Black, 55, has been director of the museum since 1982. He previously headed the Carnegie Museum in Pittsburgh. He is married to Elizabeth King, a scientist, and has two children.
Locally, the privately owned Huntington Library in San Marino supplies a residence for its director, and that structure, a spokeswoman said, was originally a guest house on the estate of railroad magnate Henry Huntington and was acquired by the museum when it was established by Huntington in 1919.
The Smithsonian Institution in Washington, a spokeswoman said, provides housing for one top official, Robert Adams, who carries the title of secretary of the institution and has responsibility for all 14 museums in the Smithsonian complex. The house, in Washington, was purchased in 1984 for $485,000, the spokeswoman said.
Adams pays “several hundred dollars” a month in utility and other maintenance costs, the spokeswoman said. The Smithsonian house is furnished on the first floor with items from the museum’s extensive furniture collection and on the second floor with belongings of the Adams family.
However, spokesmen for natural history museums in Chicago and New York said their organizations believe the immense public interest in such things as dinosaur skeletons and archeological artifacts commonly held by such institutions is so great that even small fund-raising functions are most effective when they are held in museum exhibition facilities themselves as opposed to private residences.
Tom Sanders, vice president for development at the Field Museum of Natural History in Chicago, said that institution holds its fund-raising events on the museum premises. “The best way to raise money,” Sanders said, “is to bring people to your museum. That’s the way we do it.” He said potential contributors can be taken on VIP tours of museum artifacts that are not on public display.
Sanders said the Field Museum’s director “had to find his own home.”
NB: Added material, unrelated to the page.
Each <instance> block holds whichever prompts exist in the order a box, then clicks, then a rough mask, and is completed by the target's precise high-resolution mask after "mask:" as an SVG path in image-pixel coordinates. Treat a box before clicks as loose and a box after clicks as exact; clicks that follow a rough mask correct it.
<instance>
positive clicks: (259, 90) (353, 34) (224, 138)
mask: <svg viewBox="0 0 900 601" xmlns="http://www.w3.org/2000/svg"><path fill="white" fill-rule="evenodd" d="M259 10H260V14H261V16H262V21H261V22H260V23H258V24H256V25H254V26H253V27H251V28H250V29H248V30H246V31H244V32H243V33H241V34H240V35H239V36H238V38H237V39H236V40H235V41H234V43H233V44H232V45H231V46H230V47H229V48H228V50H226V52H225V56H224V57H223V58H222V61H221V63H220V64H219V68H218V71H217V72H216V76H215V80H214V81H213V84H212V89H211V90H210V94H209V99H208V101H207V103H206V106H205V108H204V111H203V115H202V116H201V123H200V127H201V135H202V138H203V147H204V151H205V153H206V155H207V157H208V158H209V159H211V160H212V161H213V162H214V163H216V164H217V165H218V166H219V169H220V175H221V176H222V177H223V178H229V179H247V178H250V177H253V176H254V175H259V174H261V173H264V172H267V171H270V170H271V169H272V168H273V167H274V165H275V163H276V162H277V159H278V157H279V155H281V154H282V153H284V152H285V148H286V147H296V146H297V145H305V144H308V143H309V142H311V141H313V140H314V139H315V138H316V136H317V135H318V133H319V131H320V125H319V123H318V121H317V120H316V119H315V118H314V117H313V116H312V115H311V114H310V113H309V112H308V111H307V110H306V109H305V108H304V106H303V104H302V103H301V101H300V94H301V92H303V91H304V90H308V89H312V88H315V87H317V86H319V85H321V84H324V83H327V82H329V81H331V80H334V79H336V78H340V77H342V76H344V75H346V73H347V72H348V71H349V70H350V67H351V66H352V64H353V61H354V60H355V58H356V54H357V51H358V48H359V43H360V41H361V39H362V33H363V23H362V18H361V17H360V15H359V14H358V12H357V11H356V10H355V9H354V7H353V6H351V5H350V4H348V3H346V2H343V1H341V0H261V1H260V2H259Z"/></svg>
Herb Kurz, spokesman for the American Museum of Natural History in New York, said his museum has a policy of holding even small fund-raising parties for groups of 20 to 30 donors on the museum grounds. He said some small fund-raising social functions are held in private residences owned by museum officials or members of the board of directors. Top museum officials reside in homes they purchased themselves in New Jersey and Manhattan, he said.